Monday, August 29, 2016




But Wait -- There’s More!
Sometimes the trip you plan isn’t the trip you get


Ten days ago I went back to St Louis on the spur of the moment for a 36-hour stay. Blasted into town for a family meeting that I very much wanted to attend. It went well and I learned a lot. Next morning I drove my rental car to the airport and checked in for the first leg of my return trip to Grand Rapids. I watched my suitcase disappear on the conveyer belt, leaving me with a tote containing a stack of heavy files, my night guards (yes, plural), my electronics and a comb.
Down to Concourse C and my gate... and there the fun began. I saw that my flight was delayed by a half hour because a severe storm system in the upper Midwest. There would be no chance of making my tight connection at O'Hare. The few remaining alternatives were sold out, seats bought up by frantic travelers in my exact predicament, who just happened to get to their airports a tad earlier than I did. However, that suitcase I watched disappear? That made it on the eventual flight just fine and onward to Grand Rapids.

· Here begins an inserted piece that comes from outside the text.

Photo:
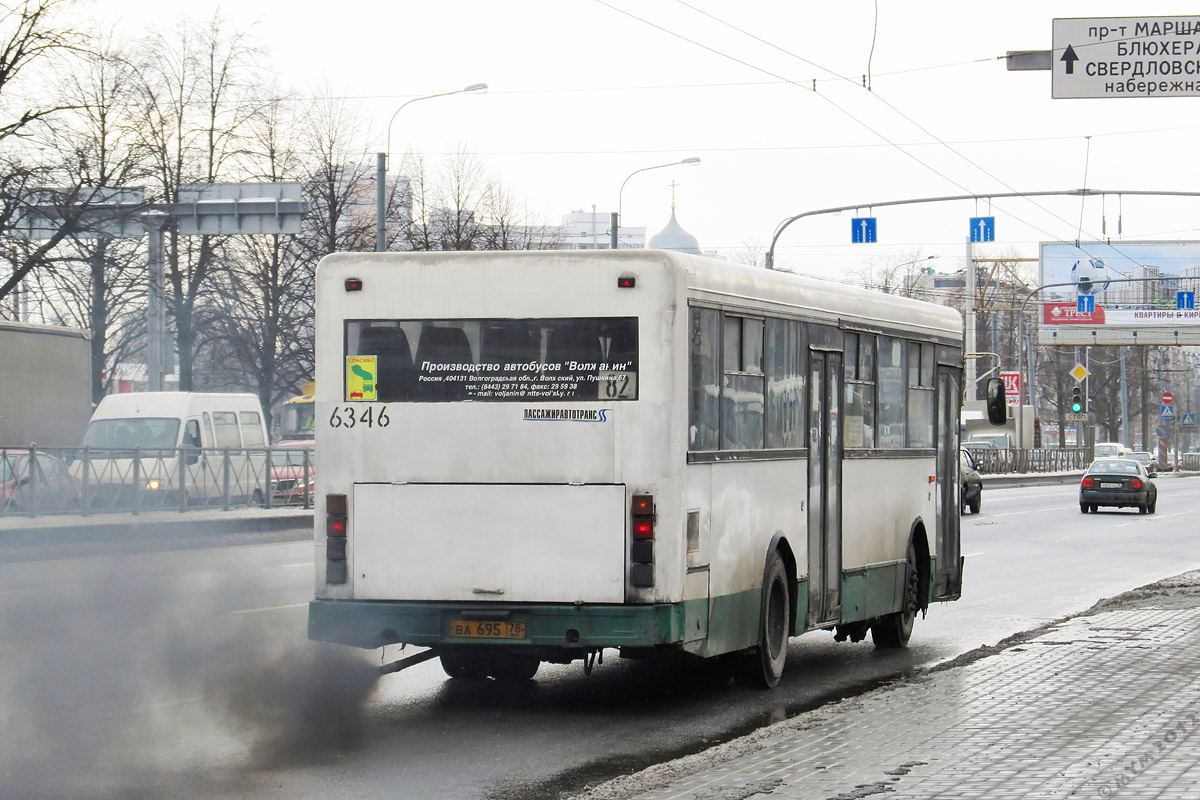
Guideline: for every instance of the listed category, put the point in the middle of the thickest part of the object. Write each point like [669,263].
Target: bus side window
[705,379]
[508,342]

Well, okay. Here's what I can do, thought I. Exchange my tickets for new flights in the morning, book a room at the convenient Airport 'Horton'  for the night, take their shuttle, which I knew to be reliable, back over to Lambert early tomorrow and be on my way home. Inconvenient but no sweat. I scored a toothbrush and toothpaste at the front desk, lulled myself with stupid TV and slept poorly.

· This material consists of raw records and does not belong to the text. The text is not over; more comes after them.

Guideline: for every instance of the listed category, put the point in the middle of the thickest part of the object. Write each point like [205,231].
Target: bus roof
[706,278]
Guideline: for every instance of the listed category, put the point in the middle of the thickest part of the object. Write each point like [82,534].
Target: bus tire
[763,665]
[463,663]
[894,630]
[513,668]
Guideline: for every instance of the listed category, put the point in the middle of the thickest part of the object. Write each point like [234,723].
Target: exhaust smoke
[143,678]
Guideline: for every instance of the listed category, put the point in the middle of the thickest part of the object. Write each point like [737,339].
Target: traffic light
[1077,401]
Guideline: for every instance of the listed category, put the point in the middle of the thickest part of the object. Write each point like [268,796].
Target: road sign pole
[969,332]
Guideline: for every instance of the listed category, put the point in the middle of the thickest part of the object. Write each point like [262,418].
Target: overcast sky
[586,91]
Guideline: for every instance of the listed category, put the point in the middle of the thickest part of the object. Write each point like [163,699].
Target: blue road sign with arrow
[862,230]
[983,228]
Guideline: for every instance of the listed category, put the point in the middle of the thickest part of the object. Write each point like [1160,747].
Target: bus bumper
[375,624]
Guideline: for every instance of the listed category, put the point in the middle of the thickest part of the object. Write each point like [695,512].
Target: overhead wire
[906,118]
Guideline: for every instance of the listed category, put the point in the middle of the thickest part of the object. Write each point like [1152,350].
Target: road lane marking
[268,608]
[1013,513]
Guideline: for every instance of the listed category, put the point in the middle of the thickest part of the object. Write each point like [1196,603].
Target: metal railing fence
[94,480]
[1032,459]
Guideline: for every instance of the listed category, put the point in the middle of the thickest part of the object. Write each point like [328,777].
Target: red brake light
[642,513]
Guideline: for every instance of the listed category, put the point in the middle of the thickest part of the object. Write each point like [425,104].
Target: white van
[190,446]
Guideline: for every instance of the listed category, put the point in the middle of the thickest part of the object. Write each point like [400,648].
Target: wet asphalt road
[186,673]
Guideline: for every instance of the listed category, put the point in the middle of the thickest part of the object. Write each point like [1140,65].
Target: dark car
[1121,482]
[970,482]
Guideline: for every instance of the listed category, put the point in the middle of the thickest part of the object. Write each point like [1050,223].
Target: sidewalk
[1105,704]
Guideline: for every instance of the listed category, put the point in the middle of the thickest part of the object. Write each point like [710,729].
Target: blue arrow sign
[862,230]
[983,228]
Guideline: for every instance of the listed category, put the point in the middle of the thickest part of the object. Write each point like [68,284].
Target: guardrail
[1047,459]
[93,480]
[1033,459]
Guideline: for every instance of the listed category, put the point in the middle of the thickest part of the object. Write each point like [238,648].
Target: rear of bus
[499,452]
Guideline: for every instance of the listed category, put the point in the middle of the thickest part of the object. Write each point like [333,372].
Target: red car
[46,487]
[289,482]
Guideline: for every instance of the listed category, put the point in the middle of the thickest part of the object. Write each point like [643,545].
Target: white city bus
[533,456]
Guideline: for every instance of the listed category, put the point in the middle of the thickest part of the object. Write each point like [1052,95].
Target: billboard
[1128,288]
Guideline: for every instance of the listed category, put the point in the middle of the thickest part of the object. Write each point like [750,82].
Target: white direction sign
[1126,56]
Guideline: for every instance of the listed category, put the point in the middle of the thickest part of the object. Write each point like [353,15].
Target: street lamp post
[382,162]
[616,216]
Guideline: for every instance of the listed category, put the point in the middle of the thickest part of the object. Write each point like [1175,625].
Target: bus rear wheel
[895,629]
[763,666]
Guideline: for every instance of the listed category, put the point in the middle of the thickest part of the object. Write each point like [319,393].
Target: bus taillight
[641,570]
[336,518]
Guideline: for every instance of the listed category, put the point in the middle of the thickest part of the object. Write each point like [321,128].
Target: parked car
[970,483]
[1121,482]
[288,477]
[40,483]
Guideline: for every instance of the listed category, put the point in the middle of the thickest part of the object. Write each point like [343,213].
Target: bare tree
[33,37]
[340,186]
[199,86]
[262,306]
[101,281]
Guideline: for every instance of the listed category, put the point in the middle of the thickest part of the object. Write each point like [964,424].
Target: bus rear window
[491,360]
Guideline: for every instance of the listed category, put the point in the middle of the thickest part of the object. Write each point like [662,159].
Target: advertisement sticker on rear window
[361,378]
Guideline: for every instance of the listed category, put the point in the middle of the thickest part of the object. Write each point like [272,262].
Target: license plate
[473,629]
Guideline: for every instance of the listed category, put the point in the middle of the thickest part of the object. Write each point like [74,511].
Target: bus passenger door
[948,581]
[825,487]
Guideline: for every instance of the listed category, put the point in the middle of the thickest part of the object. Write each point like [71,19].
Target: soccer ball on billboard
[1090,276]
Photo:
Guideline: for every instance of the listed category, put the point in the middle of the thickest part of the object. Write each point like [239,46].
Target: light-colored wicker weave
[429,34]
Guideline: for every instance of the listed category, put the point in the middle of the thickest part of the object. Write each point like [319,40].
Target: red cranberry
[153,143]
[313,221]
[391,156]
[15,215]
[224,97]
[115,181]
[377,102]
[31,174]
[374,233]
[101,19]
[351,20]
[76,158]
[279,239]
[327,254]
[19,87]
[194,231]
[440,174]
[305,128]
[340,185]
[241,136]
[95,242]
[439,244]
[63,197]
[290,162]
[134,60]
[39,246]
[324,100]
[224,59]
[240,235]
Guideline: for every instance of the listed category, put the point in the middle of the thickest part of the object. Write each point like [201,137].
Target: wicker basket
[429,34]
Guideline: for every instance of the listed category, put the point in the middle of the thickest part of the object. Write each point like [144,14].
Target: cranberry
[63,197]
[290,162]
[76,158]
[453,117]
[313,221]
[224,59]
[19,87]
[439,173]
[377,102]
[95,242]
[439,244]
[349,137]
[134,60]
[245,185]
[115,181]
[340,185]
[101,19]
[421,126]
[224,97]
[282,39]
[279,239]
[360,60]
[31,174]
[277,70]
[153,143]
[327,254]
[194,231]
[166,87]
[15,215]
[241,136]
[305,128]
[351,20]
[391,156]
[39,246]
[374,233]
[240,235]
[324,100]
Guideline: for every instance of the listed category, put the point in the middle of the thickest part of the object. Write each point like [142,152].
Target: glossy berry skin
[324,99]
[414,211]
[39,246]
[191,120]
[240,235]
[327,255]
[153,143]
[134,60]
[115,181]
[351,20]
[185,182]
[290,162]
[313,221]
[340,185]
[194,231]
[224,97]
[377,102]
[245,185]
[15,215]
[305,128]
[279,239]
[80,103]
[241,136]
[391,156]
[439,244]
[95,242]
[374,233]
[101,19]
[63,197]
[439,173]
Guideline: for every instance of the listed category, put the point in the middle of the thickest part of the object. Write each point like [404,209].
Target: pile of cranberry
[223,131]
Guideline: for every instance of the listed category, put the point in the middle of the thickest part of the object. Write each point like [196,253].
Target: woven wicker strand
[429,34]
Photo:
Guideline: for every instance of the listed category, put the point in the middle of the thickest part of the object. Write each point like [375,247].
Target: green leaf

   Next morning I got out of St. Louis as planned, landing at a beleaguered O'Hare. This monster storm, which I never did see, was still making kamikaze hits across the Great Lakes, effectively dorking airline schedules everywhere for the second day running. Well, no matter. This time I'd been smart, choosing a connecting flight due to take off  a couple hours after my first flight landed.
That was all well and good until I actually trudged off the O’Hare jetway and discovered said flight had been canceled. I managed to get on an alternative flight; it, too, was axed. My phone and tablet were running out of juice. So was I, having lugged my heavy totebag up and down the lengths of O'Hare concourses H, J and K -- which you may know is quite some distance. My only option now: the last flight out to GR, arrival time 11 pm, on which I occupied the waiting list #20 slot. Risky in the extreme.

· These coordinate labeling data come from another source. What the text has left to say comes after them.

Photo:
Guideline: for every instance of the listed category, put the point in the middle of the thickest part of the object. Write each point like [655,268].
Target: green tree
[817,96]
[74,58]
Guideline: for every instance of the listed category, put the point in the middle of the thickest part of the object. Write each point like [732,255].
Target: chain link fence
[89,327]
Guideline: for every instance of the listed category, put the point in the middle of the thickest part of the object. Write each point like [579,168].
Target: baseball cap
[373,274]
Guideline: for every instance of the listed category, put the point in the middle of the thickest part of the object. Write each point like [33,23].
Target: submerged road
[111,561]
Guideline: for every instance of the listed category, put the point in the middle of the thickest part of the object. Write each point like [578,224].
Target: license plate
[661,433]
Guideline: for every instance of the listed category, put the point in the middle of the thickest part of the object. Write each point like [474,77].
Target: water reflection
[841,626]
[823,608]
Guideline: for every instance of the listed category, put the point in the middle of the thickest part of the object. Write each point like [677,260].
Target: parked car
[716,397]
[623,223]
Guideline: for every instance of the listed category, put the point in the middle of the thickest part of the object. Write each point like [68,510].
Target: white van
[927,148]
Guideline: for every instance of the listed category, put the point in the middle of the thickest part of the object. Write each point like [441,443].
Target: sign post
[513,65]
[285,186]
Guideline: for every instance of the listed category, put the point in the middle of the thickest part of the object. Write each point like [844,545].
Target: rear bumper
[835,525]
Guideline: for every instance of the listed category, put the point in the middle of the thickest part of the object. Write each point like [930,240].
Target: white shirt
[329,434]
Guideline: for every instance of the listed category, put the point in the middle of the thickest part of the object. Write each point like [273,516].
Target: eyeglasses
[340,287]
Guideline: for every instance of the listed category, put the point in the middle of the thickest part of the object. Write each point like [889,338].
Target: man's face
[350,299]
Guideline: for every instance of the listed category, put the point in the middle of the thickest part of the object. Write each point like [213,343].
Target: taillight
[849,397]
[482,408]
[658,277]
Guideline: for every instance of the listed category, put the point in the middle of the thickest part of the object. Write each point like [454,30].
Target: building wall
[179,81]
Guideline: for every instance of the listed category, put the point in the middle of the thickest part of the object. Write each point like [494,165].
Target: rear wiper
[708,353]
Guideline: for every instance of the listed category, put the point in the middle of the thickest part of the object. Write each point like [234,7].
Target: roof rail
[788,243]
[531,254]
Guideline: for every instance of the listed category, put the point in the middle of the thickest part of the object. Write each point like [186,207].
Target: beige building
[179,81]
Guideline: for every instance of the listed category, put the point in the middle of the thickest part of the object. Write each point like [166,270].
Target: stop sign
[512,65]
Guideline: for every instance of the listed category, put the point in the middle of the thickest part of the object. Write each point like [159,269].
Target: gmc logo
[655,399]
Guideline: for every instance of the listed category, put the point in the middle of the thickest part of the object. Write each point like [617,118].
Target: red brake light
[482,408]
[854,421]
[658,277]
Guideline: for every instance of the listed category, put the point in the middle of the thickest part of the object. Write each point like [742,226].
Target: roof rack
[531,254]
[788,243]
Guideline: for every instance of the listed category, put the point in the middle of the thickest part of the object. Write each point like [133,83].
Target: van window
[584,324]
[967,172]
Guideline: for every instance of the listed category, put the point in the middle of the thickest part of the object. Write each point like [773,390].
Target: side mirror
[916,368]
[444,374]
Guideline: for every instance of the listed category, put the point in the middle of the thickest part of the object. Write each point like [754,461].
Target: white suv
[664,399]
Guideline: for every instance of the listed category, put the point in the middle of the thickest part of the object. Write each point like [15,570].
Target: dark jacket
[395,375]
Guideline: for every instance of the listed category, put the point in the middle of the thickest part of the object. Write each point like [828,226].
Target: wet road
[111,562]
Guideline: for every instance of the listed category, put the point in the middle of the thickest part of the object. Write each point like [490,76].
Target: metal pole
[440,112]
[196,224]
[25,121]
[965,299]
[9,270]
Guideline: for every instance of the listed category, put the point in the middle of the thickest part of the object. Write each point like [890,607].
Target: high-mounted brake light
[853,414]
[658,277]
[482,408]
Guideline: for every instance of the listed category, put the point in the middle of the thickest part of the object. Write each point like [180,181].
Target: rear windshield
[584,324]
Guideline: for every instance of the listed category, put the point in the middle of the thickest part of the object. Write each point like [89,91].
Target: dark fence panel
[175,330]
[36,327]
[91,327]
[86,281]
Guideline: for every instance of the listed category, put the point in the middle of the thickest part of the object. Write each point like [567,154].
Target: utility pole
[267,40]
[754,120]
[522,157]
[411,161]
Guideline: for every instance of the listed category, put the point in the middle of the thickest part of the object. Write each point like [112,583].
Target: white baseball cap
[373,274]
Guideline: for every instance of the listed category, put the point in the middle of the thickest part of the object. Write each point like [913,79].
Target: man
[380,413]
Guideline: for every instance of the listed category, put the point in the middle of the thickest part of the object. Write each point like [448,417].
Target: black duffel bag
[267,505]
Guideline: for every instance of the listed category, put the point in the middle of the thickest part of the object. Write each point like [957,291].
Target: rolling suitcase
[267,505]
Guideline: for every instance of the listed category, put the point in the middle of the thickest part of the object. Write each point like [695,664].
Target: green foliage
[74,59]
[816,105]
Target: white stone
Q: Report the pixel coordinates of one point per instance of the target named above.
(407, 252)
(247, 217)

No way was I going to spend another night in a hotel or in the terminal. Chicago was just three hours from home by interstate. So I found my way back up concourse  G or H or wherever the hell I was at that point, down into the bowels of O'Hare, and after a very long trek guided by red arrows painted on the floor (in a surreal nod to The Wizard of Oz), into the waiting room for regional bus connections. I bought a ticket, no muss no fuss, to Michigan City, Indiana. I rode for a peaceful two hours in a cushy, commodious seat, as the grappling hooks in my neck and shoulder muscles loosened their grip. Not once did I hear a Barbie voice bleating over a scratchy microphone, reminding me to keep my seat belt fastened (“We DO ask…”) or a weary pilot reporting further delays at the next stop.
My dearest hero husband met me at Michigan City and drove me 90 minutes back up the Michigan coast, chasing a spectacular Big Lake sunset all the way. Then...I was home and it was over.

   Except it wasn't. Several days later I began scratching the angry red bites that had broken out over my body -- shoulders, back, ankles, Wherever. Funny, I hadn't been outdoors. The oddest bites were inflicted in two precise lines like Busby Berkeley chorines, time-stepping a perfect Art Deco chevron across my right shoulder. What makes a mark like that? Where had I seen this before? On the internet... on WebMD?

Five...six...seven...eight... ONE....overnight sensation!
    Oh, no. Oh, the horror.
   Bedbugs!  I had been ravaged by bedbugs, maybe on the bus, but way more likely in the Airport Horton. It's a favorite stopover of flight crews, whose peripatetic luggage is the perfect vehicle for these parasites.
    Everything about my experience fit the bedbug profile. And let me just say, reading about the habits of the loathsome little creatures is nightmare material. Let me also say that their bites itch like crazy.
By now the itch has subsided, though my unwelcome tattoo job remains. It will fade, though my new resolve will not. Another meeting in St. Louis? Probably, and I'll happily attend. But you can bet I'll be driving.